OpenCL Sample Code | DD STOSIC. Simplified, straightforward, OpenCL source code.

Hello fellow programmers. When I started learning OpenCL, nearly a month ago, I was disturbed by the long source codes I have encountered in Nvidia’s SDK and on the web. Therefore, I simplified some of Nvidia’s sample codes, more specifically: oclSimpleGL and oclVectorAdd, and have adapted them to my own use. Although these samples lack many comments, most of the code is straightforward and easy to understand.

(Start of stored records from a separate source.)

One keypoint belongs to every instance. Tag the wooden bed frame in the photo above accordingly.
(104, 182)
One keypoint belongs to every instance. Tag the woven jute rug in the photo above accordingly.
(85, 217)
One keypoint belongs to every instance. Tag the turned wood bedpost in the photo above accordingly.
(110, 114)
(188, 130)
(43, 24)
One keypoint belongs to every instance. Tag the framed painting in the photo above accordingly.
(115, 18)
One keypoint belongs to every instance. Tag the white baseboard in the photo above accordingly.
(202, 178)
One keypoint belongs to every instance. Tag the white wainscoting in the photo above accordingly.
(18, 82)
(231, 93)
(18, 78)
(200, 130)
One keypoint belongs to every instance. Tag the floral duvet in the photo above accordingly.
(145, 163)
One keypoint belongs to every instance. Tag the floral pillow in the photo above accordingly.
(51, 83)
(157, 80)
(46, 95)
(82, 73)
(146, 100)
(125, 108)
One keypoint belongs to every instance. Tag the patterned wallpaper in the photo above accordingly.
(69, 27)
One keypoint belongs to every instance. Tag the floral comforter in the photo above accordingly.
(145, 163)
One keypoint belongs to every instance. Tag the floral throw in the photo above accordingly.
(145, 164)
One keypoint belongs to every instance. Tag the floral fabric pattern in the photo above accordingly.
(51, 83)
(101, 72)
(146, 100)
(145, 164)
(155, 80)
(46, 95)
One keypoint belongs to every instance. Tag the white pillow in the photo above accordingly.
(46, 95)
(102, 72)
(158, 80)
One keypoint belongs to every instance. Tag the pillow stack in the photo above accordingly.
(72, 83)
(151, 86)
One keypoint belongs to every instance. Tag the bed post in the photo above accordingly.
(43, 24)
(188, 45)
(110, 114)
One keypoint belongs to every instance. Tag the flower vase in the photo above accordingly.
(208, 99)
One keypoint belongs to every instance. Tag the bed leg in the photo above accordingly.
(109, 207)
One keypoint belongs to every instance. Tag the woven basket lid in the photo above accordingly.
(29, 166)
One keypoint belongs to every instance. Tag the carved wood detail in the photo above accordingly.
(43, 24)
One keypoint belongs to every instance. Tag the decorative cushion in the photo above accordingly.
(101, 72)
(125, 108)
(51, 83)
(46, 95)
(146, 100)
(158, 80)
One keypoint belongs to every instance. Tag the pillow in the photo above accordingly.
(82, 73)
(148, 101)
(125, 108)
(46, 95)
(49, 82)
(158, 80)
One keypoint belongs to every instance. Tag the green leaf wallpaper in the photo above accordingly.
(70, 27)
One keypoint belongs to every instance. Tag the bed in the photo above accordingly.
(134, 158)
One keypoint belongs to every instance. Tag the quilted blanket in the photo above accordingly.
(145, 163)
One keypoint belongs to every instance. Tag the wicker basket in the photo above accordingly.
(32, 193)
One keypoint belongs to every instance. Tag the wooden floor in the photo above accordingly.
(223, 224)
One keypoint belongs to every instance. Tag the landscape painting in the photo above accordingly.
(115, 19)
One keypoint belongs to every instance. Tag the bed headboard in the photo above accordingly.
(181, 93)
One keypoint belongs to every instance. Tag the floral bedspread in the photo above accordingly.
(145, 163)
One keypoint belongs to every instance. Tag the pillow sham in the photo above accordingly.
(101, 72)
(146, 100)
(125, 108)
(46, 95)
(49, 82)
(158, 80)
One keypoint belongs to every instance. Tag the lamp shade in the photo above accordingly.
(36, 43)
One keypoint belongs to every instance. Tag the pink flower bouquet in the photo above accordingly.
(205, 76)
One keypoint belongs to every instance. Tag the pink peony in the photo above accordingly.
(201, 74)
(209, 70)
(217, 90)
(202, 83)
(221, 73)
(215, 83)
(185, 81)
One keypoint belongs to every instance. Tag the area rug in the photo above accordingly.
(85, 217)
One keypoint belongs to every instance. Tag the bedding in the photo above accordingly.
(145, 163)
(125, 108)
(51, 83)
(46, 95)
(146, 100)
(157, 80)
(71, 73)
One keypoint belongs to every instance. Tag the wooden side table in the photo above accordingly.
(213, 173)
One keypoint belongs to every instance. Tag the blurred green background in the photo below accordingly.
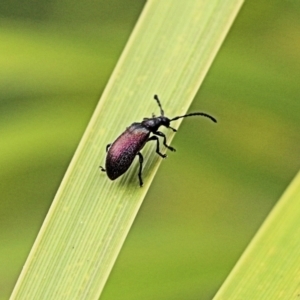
(208, 198)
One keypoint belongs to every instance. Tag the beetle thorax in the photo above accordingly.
(152, 124)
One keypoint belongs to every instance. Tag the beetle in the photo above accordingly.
(121, 153)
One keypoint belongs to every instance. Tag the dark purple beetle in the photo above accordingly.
(121, 153)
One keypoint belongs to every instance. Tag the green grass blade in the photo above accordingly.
(169, 53)
(269, 268)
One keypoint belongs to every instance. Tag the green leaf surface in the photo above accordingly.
(169, 53)
(269, 268)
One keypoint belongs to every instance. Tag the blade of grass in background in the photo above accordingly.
(169, 53)
(269, 268)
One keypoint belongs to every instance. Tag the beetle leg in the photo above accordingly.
(155, 138)
(141, 159)
(159, 133)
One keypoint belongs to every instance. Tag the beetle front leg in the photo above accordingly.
(155, 138)
(141, 159)
(159, 133)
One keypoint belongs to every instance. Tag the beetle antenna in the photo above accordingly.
(195, 114)
(158, 102)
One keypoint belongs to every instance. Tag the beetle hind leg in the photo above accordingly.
(141, 159)
(159, 133)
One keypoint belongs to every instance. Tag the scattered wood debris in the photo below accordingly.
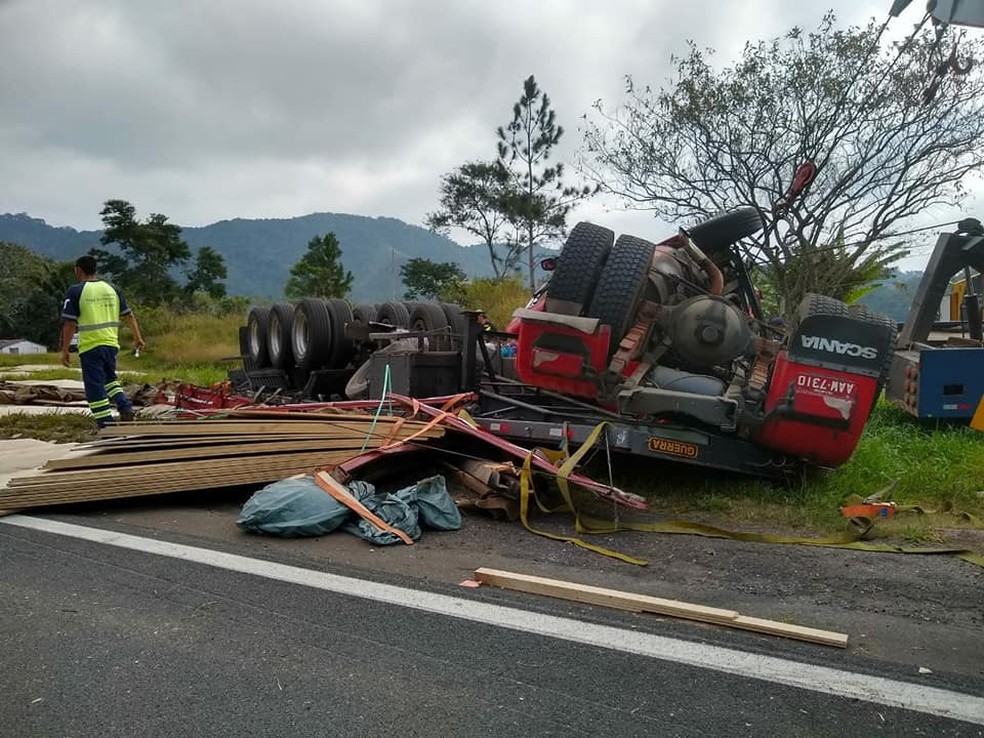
(644, 603)
(148, 458)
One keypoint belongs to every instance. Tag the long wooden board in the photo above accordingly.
(224, 427)
(644, 603)
(118, 459)
(65, 487)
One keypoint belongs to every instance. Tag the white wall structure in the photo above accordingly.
(21, 346)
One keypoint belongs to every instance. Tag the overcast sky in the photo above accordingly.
(220, 109)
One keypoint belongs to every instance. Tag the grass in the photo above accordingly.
(54, 428)
(936, 466)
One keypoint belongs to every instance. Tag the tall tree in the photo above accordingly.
(431, 280)
(146, 253)
(537, 202)
(892, 130)
(472, 198)
(320, 273)
(208, 274)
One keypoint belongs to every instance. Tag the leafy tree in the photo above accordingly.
(472, 198)
(320, 272)
(208, 275)
(146, 253)
(885, 149)
(537, 202)
(430, 279)
(31, 291)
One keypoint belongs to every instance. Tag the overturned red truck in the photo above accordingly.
(665, 342)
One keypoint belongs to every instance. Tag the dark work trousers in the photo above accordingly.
(101, 384)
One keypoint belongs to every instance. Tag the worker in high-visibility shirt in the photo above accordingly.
(94, 309)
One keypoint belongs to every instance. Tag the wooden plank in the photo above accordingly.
(138, 485)
(199, 452)
(601, 596)
(644, 603)
(104, 476)
(204, 429)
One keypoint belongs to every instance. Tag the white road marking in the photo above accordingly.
(837, 682)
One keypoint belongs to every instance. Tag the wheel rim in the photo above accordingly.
(301, 333)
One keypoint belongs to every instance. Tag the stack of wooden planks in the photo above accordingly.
(148, 458)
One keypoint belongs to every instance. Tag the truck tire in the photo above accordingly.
(394, 314)
(572, 283)
(719, 232)
(430, 318)
(257, 327)
(342, 348)
(622, 286)
(278, 336)
(311, 334)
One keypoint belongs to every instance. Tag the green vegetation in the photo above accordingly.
(54, 428)
(939, 468)
(146, 254)
(517, 202)
(497, 297)
(850, 101)
(425, 279)
(320, 273)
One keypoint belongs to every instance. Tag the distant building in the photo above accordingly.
(21, 346)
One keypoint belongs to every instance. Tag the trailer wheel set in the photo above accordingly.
(665, 342)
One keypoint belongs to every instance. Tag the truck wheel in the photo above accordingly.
(572, 283)
(278, 336)
(342, 347)
(719, 232)
(457, 321)
(394, 314)
(430, 318)
(311, 334)
(622, 286)
(257, 327)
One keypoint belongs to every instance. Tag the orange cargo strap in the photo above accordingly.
(329, 484)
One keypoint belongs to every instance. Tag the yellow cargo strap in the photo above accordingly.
(850, 539)
(977, 422)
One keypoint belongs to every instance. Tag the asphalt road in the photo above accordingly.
(155, 639)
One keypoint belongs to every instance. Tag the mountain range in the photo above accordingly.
(260, 252)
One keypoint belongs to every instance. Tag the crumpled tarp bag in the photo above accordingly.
(292, 508)
(435, 504)
(398, 509)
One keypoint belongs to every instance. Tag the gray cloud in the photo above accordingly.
(241, 108)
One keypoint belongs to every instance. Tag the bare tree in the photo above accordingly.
(893, 132)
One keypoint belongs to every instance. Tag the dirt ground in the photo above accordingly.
(918, 610)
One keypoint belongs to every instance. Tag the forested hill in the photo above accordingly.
(259, 253)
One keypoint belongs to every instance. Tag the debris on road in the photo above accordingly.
(655, 605)
(149, 458)
(300, 507)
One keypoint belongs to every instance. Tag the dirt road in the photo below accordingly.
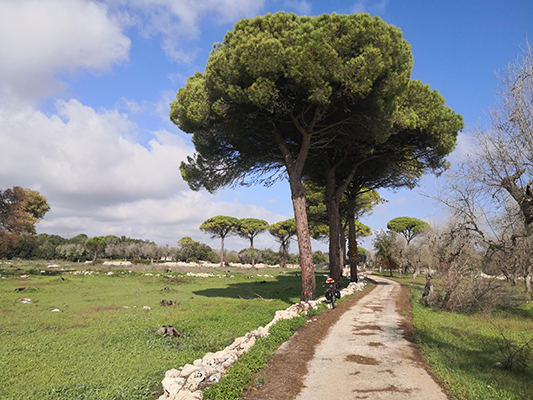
(365, 355)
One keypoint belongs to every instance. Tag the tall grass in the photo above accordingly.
(467, 352)
(101, 344)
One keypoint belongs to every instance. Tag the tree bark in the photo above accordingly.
(304, 242)
(353, 253)
(295, 170)
(252, 251)
(334, 220)
(222, 252)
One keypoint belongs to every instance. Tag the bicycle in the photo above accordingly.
(332, 294)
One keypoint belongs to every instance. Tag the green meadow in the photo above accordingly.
(101, 344)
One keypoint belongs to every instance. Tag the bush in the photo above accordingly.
(459, 291)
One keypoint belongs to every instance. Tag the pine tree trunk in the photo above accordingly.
(332, 206)
(304, 244)
(222, 253)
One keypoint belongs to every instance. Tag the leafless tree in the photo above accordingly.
(491, 195)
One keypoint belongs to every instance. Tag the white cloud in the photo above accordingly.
(465, 146)
(177, 20)
(88, 155)
(46, 38)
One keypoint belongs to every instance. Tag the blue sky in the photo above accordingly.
(85, 88)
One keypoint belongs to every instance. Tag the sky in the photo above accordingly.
(85, 87)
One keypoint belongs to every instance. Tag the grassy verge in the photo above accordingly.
(240, 375)
(100, 345)
(469, 353)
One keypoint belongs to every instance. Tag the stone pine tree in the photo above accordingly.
(95, 247)
(221, 226)
(283, 233)
(283, 93)
(249, 228)
(356, 202)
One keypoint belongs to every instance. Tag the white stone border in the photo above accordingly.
(183, 384)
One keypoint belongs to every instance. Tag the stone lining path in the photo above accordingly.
(365, 355)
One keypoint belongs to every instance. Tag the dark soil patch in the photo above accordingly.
(356, 358)
(390, 388)
(367, 327)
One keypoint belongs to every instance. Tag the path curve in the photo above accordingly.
(365, 355)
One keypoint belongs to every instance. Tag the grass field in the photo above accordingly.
(100, 345)
(468, 352)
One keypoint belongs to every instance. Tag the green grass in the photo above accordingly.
(463, 351)
(96, 348)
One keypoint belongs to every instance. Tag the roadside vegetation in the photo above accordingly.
(101, 343)
(477, 355)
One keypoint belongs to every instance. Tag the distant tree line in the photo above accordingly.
(81, 248)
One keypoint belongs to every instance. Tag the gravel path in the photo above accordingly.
(365, 355)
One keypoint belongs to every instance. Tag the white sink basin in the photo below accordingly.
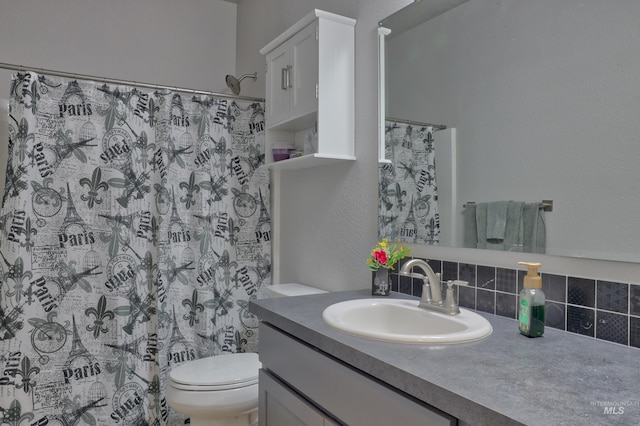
(401, 320)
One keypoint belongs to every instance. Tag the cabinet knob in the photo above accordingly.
(285, 77)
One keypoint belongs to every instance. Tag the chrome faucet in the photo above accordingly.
(431, 294)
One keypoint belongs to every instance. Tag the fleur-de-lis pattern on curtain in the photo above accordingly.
(133, 233)
(408, 197)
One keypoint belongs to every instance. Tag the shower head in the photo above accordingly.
(234, 83)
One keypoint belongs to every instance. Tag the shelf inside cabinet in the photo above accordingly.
(307, 161)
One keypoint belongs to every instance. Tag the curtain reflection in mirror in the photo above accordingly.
(408, 202)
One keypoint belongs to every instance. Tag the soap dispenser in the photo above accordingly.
(531, 302)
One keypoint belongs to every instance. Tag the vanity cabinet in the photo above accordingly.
(310, 86)
(300, 385)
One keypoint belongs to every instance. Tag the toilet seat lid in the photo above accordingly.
(217, 372)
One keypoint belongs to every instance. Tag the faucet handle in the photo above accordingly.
(451, 283)
(450, 300)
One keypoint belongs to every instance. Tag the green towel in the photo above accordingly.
(470, 226)
(534, 230)
(481, 225)
(514, 229)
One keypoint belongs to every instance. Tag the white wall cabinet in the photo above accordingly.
(304, 386)
(310, 86)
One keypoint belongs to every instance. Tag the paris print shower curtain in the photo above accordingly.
(134, 231)
(408, 197)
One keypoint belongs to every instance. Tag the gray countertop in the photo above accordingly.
(558, 379)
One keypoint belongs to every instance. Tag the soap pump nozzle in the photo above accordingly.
(532, 279)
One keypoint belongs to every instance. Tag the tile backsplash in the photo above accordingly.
(600, 309)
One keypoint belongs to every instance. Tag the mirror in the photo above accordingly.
(541, 101)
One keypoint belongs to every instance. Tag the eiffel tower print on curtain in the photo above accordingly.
(141, 232)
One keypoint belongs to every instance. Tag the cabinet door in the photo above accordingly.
(277, 101)
(304, 56)
(279, 406)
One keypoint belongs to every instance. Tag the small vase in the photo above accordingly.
(381, 285)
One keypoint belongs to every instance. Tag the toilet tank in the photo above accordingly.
(291, 289)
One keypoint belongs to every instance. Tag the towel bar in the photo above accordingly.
(545, 205)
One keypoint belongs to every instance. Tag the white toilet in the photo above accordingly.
(223, 390)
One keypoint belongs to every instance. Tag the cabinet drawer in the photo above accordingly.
(347, 394)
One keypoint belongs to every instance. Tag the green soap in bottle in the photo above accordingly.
(531, 302)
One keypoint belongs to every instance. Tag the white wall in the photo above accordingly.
(187, 43)
(330, 214)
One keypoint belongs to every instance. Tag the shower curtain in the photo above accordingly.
(408, 198)
(134, 232)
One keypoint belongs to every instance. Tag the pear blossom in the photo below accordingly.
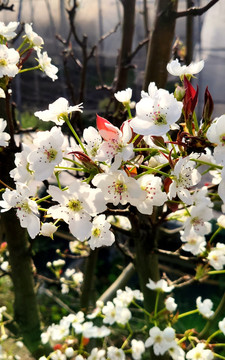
(160, 285)
(221, 221)
(69, 352)
(113, 353)
(57, 355)
(46, 66)
(48, 153)
(205, 307)
(9, 59)
(184, 176)
(58, 111)
(200, 353)
(138, 348)
(34, 39)
(117, 141)
(8, 31)
(193, 242)
(100, 233)
(117, 187)
(26, 209)
(48, 229)
(4, 137)
(175, 351)
(216, 134)
(76, 206)
(221, 325)
(114, 313)
(157, 340)
(151, 185)
(170, 304)
(216, 256)
(198, 221)
(97, 354)
(124, 96)
(22, 173)
(156, 112)
(176, 69)
(93, 141)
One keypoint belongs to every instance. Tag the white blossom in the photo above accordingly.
(9, 58)
(221, 325)
(200, 353)
(138, 348)
(124, 96)
(160, 285)
(176, 69)
(100, 233)
(26, 209)
(216, 256)
(156, 112)
(113, 353)
(34, 39)
(58, 111)
(184, 176)
(76, 206)
(193, 242)
(46, 65)
(154, 196)
(8, 31)
(205, 307)
(117, 187)
(48, 153)
(4, 137)
(170, 304)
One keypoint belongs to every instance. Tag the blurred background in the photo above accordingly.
(95, 18)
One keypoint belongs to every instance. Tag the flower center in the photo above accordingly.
(62, 116)
(222, 139)
(159, 119)
(75, 205)
(96, 232)
(3, 62)
(120, 187)
(51, 154)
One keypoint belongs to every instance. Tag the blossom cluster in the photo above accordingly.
(158, 157)
(70, 338)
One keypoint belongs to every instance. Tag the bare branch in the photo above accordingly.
(194, 11)
(140, 45)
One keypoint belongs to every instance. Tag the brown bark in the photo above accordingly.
(160, 44)
(126, 44)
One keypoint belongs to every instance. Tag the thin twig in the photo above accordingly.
(194, 11)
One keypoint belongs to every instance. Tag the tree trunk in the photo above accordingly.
(160, 44)
(126, 43)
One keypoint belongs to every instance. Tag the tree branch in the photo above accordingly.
(194, 11)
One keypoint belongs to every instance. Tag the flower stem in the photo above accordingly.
(188, 313)
(75, 135)
(214, 235)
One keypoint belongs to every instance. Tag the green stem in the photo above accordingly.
(151, 170)
(43, 199)
(30, 69)
(207, 163)
(135, 138)
(219, 356)
(127, 106)
(215, 272)
(156, 306)
(188, 313)
(75, 135)
(213, 335)
(68, 168)
(141, 308)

I am providing source code for four of my projects:

    [*]simplecl (data set of 100 elements; mutliply each element by an integer) | adapted from oclVectorAdd

    [*]add (adds two buffers)

    [*]profiler (calculates and displays time required for work-items to execute kernel in simplecl)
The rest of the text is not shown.